I’m going to blow up because: “Well, the first time I realized that it was good was when I got hit up by Moe [Shalizi of The Shalizi Group]. I had put the song out, but it wasn’t really doing well at all. So, I didn’t really think of nothing. It got 1,000 views, if that. And when you get a random call from somebody like, ‘Yo, your song is fire and I want to talk to you about maybe pushing your career,’ that’s when you know you have something. When someone calls you, you don’t know who they are, but they believe in you. And that’s when I felt like, You know what? I really might have something different.”
What’s your most slept-on song, and why?: “I don’t feel like everything is being slept on, because I feel like every song up is up to people’s opinions. So I think ‘Switched Up’ is probably one of those songs where it got overshadowed by ‘Low Key,’ but it still gets love. People still might be like, ‘Oh, ‘Quicksand’ is my favorite, but I like ‘Low Key,’ or, ”Low Key’ is my favorite but I like…” But I feel like ‘Switched Up’ gets lost in the middle. But this new single that’s coming, too, ‘Low Key’ may get lost as well, too, but it’s supposed to be that way. I’m supposed to have songs where people say, ‘That last song was dope, but this song is better.'”

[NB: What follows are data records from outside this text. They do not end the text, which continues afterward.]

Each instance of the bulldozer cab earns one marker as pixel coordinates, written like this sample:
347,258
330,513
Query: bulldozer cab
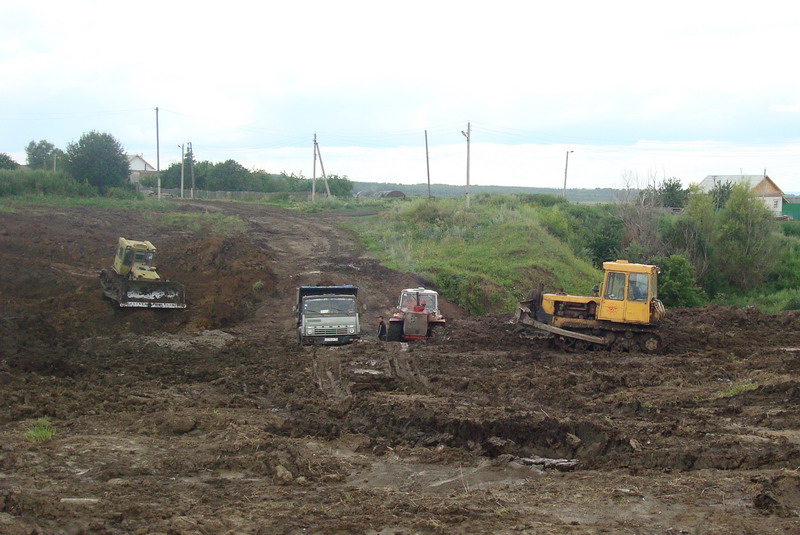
135,259
627,292
419,300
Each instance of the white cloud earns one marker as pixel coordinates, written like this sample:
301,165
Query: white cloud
243,79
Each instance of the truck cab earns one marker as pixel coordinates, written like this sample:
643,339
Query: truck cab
327,315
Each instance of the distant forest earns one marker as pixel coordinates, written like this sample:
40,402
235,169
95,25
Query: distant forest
598,195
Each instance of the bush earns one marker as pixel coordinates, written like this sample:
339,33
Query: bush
676,283
41,431
26,182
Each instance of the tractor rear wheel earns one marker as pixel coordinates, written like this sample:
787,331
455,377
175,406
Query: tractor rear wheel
436,333
650,343
395,332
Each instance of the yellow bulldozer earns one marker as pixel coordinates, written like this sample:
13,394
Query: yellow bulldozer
133,280
623,314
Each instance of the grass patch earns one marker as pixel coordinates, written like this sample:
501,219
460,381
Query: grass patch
41,431
767,302
486,258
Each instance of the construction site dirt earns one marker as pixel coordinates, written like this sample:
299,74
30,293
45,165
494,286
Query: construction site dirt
214,420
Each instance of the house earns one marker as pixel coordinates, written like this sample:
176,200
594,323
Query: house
761,185
139,168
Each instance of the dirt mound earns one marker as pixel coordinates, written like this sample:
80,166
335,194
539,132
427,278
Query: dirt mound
212,419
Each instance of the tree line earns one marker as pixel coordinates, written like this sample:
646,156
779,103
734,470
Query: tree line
99,161
707,244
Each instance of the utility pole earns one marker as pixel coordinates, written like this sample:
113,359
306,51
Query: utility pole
183,162
314,172
158,157
467,135
191,167
566,166
322,168
428,164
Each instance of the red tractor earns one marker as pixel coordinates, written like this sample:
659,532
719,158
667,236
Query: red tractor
417,317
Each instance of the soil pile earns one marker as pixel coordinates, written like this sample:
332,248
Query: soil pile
212,419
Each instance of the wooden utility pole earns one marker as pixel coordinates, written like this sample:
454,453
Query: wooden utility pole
321,166
191,167
314,173
183,164
566,166
158,157
428,164
467,135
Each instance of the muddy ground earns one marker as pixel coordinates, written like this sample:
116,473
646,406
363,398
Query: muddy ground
211,420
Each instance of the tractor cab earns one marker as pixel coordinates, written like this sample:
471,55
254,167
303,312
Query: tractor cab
134,260
419,300
630,293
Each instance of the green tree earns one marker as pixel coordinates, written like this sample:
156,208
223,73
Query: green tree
670,193
7,162
746,241
99,160
720,193
229,175
677,286
39,154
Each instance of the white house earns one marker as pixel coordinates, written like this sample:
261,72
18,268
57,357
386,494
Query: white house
761,185
139,168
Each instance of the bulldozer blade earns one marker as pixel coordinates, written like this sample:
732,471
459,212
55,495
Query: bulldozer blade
152,294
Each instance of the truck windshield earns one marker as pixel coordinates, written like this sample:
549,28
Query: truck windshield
409,301
330,306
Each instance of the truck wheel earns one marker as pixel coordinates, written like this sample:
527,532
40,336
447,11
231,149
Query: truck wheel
395,332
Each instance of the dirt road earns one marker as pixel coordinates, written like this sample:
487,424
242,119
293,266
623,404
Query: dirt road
212,420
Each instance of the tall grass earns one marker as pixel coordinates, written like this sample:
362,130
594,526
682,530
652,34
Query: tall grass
38,182
486,258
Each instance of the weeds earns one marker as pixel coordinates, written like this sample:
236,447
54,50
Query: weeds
739,389
41,431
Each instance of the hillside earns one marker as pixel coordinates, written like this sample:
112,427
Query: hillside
212,420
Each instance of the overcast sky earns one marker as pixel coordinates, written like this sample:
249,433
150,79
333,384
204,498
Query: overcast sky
638,90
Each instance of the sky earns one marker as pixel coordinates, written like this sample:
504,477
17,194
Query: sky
638,91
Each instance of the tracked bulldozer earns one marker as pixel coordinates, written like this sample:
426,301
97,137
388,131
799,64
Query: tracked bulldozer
133,280
623,314
417,317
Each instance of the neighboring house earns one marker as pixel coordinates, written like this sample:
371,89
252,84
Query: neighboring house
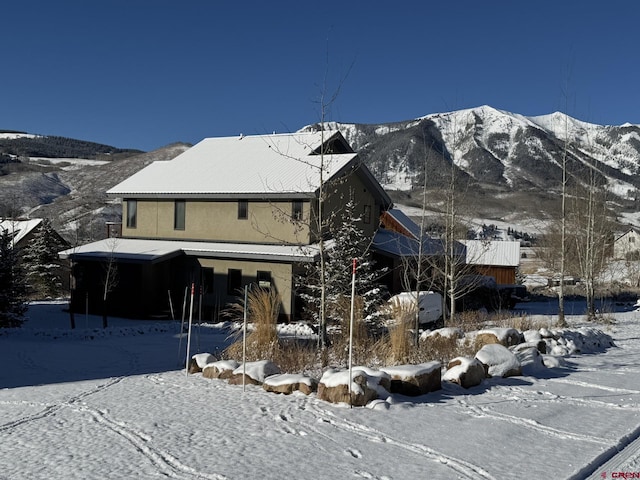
20,231
397,245
494,258
226,213
626,243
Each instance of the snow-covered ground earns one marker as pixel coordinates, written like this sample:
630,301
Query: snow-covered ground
116,403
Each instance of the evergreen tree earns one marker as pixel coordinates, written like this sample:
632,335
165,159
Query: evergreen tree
13,289
41,263
348,242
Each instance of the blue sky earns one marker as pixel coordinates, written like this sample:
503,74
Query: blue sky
146,73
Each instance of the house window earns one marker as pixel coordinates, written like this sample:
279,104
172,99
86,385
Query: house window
243,209
234,281
366,214
206,279
179,210
296,210
132,213
264,279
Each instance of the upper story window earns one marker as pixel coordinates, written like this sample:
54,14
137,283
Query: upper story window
263,278
243,209
234,281
207,279
296,210
132,213
366,214
179,213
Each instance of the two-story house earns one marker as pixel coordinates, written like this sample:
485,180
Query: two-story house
226,213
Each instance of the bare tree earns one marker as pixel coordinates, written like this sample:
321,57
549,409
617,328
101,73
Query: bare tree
110,277
590,231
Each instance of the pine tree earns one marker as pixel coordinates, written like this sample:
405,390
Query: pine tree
13,289
348,242
41,262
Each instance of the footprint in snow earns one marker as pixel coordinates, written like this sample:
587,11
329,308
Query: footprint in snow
354,453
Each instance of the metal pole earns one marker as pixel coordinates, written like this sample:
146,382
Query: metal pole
189,334
353,295
244,339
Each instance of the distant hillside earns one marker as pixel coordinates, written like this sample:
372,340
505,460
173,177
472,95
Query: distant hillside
65,180
509,164
20,144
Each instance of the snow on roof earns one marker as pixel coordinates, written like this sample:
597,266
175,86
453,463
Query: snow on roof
499,253
279,164
397,244
18,229
140,250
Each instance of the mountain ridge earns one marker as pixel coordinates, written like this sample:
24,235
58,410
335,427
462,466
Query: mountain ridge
510,163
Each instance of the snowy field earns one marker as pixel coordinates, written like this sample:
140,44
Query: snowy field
117,404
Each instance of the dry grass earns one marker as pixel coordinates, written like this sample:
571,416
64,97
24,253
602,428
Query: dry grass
397,346
263,307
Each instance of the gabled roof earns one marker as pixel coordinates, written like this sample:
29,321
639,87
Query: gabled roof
493,252
396,244
140,250
18,229
396,220
258,166
630,230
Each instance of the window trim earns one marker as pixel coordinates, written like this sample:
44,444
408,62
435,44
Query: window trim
132,213
243,209
264,278
179,214
232,288
297,210
366,214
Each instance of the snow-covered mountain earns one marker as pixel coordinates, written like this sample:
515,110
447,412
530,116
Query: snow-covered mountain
512,164
499,149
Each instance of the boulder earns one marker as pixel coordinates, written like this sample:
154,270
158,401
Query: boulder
414,380
466,372
366,385
199,360
531,360
500,361
289,383
504,336
222,369
254,372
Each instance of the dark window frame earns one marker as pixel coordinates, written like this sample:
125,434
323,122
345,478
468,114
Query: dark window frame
297,209
234,280
179,214
207,279
132,213
366,214
243,209
263,278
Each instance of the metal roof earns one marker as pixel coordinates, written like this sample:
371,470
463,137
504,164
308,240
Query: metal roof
141,250
493,252
18,229
258,165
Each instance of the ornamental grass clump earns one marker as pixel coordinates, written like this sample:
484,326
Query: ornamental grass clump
262,310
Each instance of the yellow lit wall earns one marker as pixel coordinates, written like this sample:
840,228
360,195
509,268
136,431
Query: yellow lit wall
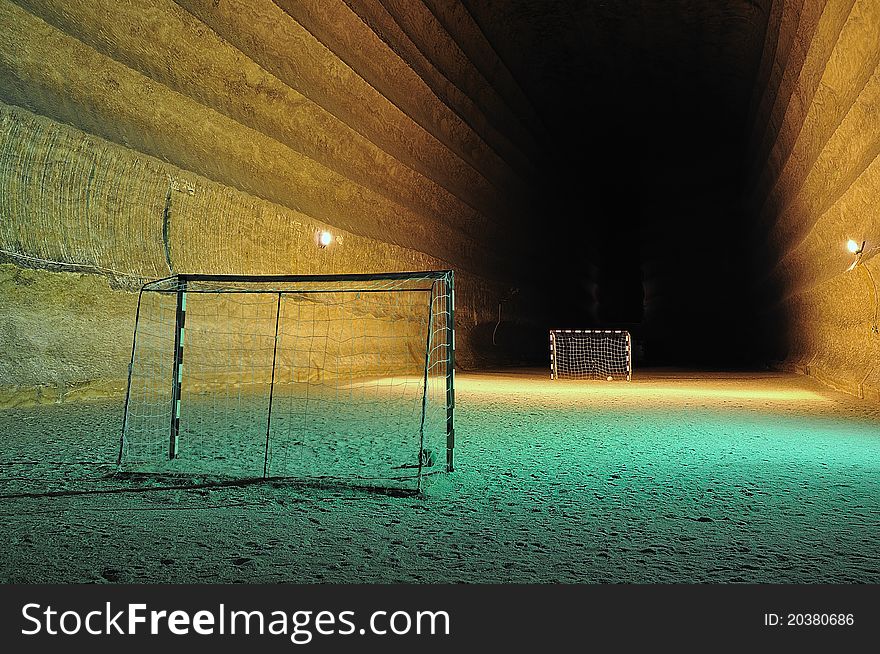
816,153
144,138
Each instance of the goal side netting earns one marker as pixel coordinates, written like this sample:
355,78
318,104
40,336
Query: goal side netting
346,377
590,354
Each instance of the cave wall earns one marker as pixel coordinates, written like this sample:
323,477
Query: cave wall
147,138
816,151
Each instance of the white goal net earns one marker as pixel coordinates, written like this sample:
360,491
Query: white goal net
346,377
590,354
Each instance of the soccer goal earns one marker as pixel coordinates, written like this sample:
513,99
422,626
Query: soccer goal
590,354
347,377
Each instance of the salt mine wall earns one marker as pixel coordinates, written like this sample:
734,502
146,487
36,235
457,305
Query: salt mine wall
148,138
816,184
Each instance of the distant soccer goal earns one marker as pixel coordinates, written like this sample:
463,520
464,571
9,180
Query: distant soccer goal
346,377
590,354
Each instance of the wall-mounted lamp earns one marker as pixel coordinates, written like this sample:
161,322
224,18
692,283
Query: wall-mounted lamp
325,238
861,256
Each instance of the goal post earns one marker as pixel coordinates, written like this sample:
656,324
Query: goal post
345,377
590,354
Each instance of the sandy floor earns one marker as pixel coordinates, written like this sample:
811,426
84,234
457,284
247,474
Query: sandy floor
670,478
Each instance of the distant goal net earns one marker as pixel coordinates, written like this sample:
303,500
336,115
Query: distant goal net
590,354
337,377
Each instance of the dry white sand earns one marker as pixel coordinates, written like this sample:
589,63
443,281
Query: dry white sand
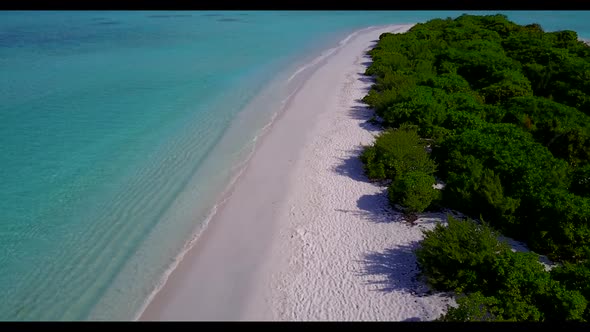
304,235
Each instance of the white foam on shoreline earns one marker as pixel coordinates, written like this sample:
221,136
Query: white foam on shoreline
248,265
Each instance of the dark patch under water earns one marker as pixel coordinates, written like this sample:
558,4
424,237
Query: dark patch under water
169,16
107,23
228,20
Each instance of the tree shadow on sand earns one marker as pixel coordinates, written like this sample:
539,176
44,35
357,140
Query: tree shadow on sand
395,270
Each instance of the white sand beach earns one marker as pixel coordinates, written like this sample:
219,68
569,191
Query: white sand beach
304,235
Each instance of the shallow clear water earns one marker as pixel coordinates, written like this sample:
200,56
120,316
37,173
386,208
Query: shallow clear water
120,130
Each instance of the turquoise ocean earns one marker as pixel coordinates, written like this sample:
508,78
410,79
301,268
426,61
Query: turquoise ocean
120,132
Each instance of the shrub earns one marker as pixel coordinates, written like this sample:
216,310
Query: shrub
413,191
473,307
396,152
458,257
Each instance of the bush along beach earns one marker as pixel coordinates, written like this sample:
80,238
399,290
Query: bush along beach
498,112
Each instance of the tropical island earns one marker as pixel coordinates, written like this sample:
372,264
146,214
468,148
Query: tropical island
498,115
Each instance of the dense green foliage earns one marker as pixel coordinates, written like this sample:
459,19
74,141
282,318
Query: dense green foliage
505,109
498,284
413,190
396,152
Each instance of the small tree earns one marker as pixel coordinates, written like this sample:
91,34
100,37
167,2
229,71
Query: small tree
413,191
459,257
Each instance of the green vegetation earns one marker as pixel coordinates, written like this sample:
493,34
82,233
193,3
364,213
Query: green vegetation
496,283
505,111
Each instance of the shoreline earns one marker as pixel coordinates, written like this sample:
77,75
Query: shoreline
246,264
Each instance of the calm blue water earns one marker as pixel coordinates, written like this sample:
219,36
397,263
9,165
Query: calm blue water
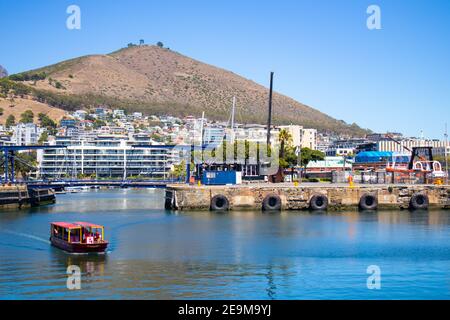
156,254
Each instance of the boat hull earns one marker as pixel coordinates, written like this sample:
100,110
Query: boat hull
79,247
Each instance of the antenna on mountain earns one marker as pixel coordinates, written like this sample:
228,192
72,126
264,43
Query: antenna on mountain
269,120
232,113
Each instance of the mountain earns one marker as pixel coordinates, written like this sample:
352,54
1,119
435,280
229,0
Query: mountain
3,72
156,80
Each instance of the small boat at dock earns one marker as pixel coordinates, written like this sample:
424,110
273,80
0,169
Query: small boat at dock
77,189
78,237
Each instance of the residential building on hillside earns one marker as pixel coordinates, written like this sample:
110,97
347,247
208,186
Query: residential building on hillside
105,157
26,134
301,137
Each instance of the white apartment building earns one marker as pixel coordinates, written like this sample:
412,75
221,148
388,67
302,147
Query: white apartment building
304,138
26,134
105,157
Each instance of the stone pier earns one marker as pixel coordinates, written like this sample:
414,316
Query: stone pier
291,197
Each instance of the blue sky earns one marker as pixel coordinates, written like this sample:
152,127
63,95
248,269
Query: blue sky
322,53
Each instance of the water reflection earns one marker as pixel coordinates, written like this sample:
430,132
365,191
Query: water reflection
158,254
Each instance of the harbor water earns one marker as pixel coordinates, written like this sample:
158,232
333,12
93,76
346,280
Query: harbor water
158,254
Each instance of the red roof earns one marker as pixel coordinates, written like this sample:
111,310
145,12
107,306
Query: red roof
76,225
88,225
67,225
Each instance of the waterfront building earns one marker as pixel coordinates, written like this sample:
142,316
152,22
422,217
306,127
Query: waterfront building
105,156
26,134
301,137
80,114
402,145
324,168
213,135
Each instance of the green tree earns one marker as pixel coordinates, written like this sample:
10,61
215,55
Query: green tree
179,170
46,121
98,124
27,117
10,121
25,163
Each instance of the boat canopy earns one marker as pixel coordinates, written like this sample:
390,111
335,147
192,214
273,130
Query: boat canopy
76,225
66,225
88,225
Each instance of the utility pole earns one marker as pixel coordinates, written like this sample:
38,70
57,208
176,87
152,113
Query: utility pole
232,113
269,121
446,154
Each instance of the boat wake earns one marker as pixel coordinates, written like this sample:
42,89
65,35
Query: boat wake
20,234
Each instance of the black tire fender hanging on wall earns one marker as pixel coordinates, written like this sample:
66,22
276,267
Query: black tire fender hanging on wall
272,202
419,201
220,203
368,201
318,202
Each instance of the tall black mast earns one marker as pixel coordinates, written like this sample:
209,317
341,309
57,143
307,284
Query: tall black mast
269,121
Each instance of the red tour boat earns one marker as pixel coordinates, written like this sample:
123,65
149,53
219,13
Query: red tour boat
78,237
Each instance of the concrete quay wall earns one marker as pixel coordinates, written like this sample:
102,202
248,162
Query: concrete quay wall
339,197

My standout records to date have been: “I think because when I wrote the song [‘Quicksand’], I really was just telling a story, and the story is so relatable. When you got a story that everybody feel like, ‘Oh, shit, I had them kind of clothes,’ or ‘I made this bad decision,’ or ‘I really was going through this,’ you have something that resonates with somebody’s heart. I’m learning that now. You got to make shit that people can just understand.
“I was so fricking surprised. I was shocked out my goddamn mind when I saw these crazy views. I didn’t think the truth was going to sell. Everybody want to hear like, ‘Oh, I got big jewels. I got big cars,’ and I don’t, you feel me? So, I didn’t know if they were going to accept the fact that I’m telling you stories of how I came up and how I still live, rather than tell you, show, sell you the fantasy.”
My standout moments to date have been: “The biggest moment, I can say my first 100,000 views. I ain’t going to lie to you, a million is dope, but when I first got the 100,000, I really… It hit me like, Oh, shit, I may actually have something. Because you don’t get a 100,000 views in my hood. Most of them get 20,000, if that. So when I got 100,000 views, I was sitting with my team, we were just hanging out, and I got, I low-key broke down. Like, damn, the Lord is really blessing me to the point where 50,000 pairs of eyes have just seen my video. I ain’t got a better word because I was flabbergasted. I mean I swear to God, I was tripping.”
Most people don’t know: “I write screenplays. It’s weird. I like to write scripts because I really like acting and shit. I want to act one day. So, I really be really focusing on characters and making up characters and making up scenes. And I actually was in a short film [Something’s Got to Give]. I did it a couple of years ago in Spring Lake in North Carolina. We had just shot a little something-something. I don’t want to just be a musician. I want people to see what I can do and be like, ‘Yo, he really keeps me entertained.’ People don’t see it as the people that are listening to your music. Your fans, they your boss. So, when you step out into your job, you got to impress your boss every time.”
I’m going to be the next: “Positive influence in the hood. It may not be that big of a deal to everybody else, but I really want niggas to know you can smile in the hood. You ain’t got to kill everybody, you ain’t got to gang bang. Nigga, be happy. I hate that shit. I hate that the hood is seen as this grimy, evil place where you got to sag your pants and put a gun at niggas’ heads. No, we have barbecues, cookouts, basketball tournaments. It’s fun in the hood sometimes. Niggas got to see that part, too.”